A imediata recusa do jovem rico de desfazer-se de sua riqueza e seguir a Jesus, aparentemente muito impressionou a Pedro. Em S. Mateus 19:27, disse êle a Jesus:

Jesus não desdenhou essa pergunta de Pedro por seu espírito interesseiro, mas aproveitou-Se da ocasião para mencionar alguns princípios básicos da remuneração divina de serviços prestados ao reino de Deus.

Usou a parábola do pai de família para salientar que os que trabalham em prol do reino não ganham a sua recompensa. Assim como alguns dos trabalhadores receberam o salário de um dia inteiro por apenas uma hora de trabalho, também Deus dará a todos quantos alcancem o Céu uma recompensa muito superior aos seus mais acariciados sonhos ou expectativas. Tão extraordinariamente generosa será a recompensa, tão além de tudo quanto poderiam haver ganho, que não se lembrarão de seus mais penosos sacrifícios e provações sofridos enquanto trabalhavam por Êle na Terra!

Se, pois, não podemos ganhar as nossas recompensas celestes, qual é o propósito do serviço? É ajudar-nos a preparar-nos para o Céu. Êste pensamento é salientado no livro Educação:

“Os que rejeitam o privilégio da associação com Cristo no serviço cristão, rejeitam o único ensino que comunica aptidão para participar com Êle de Sua glória. Rejeitam o ensino que nesta vida concede fôrça e nobreza de caráter”. — pág. 264. (Grifo nosso.’)

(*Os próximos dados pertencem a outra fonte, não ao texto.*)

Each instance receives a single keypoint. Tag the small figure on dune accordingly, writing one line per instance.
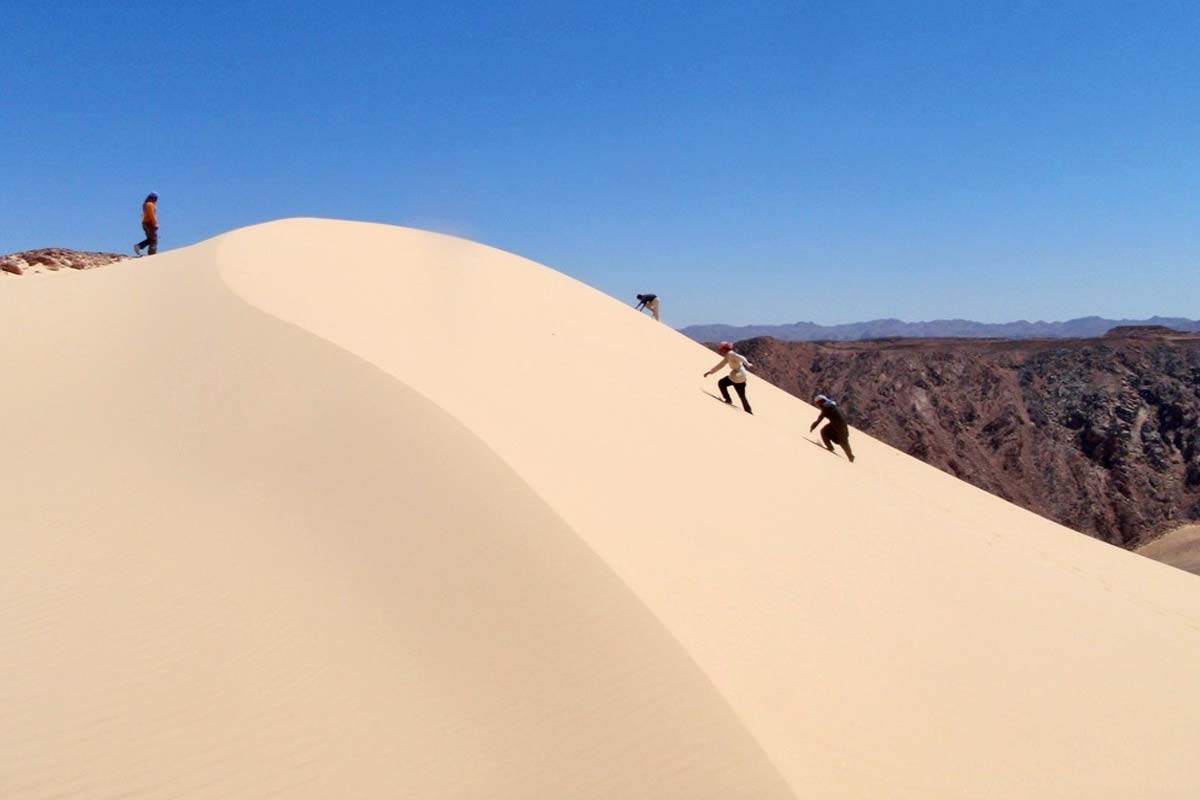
(150, 226)
(737, 377)
(837, 432)
(651, 302)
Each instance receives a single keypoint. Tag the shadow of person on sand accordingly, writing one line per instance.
(717, 397)
(822, 446)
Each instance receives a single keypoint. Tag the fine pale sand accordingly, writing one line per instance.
(334, 510)
(1180, 547)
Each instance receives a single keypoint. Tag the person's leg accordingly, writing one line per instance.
(724, 385)
(742, 396)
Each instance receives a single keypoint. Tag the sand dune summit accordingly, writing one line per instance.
(433, 521)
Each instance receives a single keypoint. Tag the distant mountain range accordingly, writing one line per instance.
(879, 329)
(1101, 434)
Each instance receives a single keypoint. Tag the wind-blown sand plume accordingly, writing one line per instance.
(433, 521)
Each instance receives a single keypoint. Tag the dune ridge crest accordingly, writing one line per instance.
(378, 511)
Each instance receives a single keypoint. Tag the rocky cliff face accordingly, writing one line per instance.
(52, 259)
(1099, 434)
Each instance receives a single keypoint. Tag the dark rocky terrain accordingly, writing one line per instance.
(1099, 434)
(1081, 328)
(52, 259)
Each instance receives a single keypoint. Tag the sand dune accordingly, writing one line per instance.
(322, 509)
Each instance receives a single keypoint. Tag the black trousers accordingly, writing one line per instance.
(833, 435)
(151, 239)
(724, 385)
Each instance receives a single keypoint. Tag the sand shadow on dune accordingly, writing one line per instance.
(717, 397)
(811, 441)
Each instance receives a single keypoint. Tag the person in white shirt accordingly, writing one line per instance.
(737, 377)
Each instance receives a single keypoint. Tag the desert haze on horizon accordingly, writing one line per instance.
(435, 521)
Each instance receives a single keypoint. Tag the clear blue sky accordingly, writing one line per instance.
(751, 162)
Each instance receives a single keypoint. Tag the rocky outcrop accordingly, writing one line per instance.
(1099, 434)
(52, 259)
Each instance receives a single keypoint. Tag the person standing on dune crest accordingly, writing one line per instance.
(837, 432)
(737, 377)
(649, 301)
(150, 226)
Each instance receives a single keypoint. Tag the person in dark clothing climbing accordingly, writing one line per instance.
(651, 302)
(837, 432)
(737, 377)
(149, 226)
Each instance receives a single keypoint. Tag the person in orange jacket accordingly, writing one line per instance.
(150, 226)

O serviço, portanto, é uma providência de Deus para ajudar-nos na formação de caracteres que nos tornarão candidatos ao reino. Mas nem todo o serviço realizado cumpre isso. Jesus indica nas terríveis palavras encontradas em S. Mateus 17:21-23, que “muitos” que produziram coisas extraordinárias no nome de Jesus, não serão absolutamente reconhecidos pelo Senhor. Quais, pois, são os característicos do serviço aceitável? Como podemos nós empenhar-nos em serviço para Jesus Cristo, de forma que nos sejam concedidas “capacidade e nobreza de caráter”?

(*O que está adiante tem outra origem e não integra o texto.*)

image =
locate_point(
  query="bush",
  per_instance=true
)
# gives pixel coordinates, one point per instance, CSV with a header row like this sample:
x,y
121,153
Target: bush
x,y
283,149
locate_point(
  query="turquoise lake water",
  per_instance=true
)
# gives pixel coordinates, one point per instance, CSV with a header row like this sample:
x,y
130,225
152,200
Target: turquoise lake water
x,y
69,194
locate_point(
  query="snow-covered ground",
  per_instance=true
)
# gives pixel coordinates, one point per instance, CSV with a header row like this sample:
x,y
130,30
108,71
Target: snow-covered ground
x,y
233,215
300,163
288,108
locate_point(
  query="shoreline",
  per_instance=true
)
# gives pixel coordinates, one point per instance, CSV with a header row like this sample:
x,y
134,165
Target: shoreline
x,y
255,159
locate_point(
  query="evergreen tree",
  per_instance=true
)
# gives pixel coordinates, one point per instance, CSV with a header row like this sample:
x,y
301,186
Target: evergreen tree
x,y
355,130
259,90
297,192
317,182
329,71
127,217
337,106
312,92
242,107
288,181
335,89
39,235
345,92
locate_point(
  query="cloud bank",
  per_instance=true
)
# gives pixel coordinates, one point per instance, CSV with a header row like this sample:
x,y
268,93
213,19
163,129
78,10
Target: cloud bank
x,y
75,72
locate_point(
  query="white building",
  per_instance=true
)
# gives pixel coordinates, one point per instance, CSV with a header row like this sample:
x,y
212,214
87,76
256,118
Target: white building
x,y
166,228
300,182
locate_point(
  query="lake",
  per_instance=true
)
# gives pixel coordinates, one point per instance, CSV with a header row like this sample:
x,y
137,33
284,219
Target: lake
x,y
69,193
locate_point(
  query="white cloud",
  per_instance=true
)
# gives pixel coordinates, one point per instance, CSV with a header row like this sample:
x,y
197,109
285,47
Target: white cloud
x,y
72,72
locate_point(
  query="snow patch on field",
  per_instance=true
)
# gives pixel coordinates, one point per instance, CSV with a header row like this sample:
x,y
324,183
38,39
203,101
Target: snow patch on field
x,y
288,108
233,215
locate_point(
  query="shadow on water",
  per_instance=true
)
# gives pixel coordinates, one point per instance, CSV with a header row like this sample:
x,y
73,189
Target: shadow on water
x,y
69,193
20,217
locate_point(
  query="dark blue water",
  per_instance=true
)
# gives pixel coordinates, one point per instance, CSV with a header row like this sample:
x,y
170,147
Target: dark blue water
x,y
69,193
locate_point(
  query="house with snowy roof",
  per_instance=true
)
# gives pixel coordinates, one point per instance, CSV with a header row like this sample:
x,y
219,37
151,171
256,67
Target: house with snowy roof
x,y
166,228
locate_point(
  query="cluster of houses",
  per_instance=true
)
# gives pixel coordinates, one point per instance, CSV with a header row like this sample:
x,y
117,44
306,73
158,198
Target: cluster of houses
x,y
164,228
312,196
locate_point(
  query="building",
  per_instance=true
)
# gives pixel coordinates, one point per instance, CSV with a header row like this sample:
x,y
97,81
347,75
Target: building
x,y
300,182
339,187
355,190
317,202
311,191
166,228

O Motivo Determina o Valor do Serviço

“Não a soma do trabalho que executamos, nem seus resultados visíveis, mas o espírito com que o fazemos, é que o torna valioso para Deus.” — Parábolas de Jesus, pág. 397.

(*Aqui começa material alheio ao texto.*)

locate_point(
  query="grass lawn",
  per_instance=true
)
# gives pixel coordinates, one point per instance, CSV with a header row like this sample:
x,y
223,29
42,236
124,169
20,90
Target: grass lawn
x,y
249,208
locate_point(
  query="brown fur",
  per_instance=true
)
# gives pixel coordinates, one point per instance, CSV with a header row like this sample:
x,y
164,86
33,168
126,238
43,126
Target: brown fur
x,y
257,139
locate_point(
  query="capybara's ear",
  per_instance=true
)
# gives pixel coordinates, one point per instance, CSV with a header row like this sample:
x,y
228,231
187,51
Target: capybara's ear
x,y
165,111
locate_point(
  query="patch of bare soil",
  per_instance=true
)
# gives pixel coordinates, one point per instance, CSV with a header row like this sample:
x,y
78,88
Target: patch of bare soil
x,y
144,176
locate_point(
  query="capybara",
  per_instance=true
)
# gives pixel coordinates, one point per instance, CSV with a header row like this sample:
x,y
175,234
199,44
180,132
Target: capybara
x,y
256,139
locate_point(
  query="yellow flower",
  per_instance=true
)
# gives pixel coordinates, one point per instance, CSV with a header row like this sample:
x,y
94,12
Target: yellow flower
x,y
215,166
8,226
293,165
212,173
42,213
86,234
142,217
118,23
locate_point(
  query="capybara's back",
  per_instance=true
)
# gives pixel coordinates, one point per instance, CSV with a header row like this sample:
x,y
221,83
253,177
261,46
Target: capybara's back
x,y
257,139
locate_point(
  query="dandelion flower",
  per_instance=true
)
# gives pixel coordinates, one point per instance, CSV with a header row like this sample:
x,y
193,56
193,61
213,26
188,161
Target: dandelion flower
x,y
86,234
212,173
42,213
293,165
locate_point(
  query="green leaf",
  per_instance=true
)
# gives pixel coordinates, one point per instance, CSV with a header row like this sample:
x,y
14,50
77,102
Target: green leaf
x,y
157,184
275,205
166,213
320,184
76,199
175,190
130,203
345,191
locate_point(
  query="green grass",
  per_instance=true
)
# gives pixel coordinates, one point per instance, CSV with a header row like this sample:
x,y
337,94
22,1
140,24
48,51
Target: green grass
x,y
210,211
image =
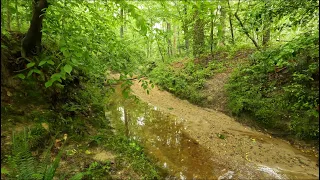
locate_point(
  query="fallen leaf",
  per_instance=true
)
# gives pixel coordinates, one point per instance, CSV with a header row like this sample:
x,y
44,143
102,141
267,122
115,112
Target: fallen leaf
x,y
45,126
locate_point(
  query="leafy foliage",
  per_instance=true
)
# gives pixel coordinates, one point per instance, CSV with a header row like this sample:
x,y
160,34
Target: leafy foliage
x,y
285,92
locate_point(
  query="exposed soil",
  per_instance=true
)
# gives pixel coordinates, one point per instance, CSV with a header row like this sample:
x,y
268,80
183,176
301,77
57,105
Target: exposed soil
x,y
242,148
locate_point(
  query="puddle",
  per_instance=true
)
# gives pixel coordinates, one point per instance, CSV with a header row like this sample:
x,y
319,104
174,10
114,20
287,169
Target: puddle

Não é a quantidade de trabalho que fazemos nem como é julgado pelas outras pessoas, mas sim o motivo com que é feito, o que determina se êle é aceito por Deus ou não. Por que o fizemos? O motivo é uma característica importante no serviço, que receberá recompensa. As esmolas dadas com motivos egoístas pelos homens, mencionadas por nosso Salvador no sexto capítulo de S. Mateus, não os ajudaram no seu preparo para o reino. Sòmente lhes aumentaram o egoísmo e se lhes tornaram uma maldição! S. Marcos relata como Jesus observou os adoradores no templo, ao passarem pela arca das ofertas. Diz o registo que observou, não quanto davam, mas como davam (S. Mar. 12: 41). Não foi o valor da moeda, mas o motivo do coração que tornou a oferta da viúva tão valiosa aos olhos de Deus. Seu feito foi motivado pelo seu amor a Deus e pelo seu interêsse à causa divina. (Ver O Desejado de Tôdas as Nações, pág. 458.)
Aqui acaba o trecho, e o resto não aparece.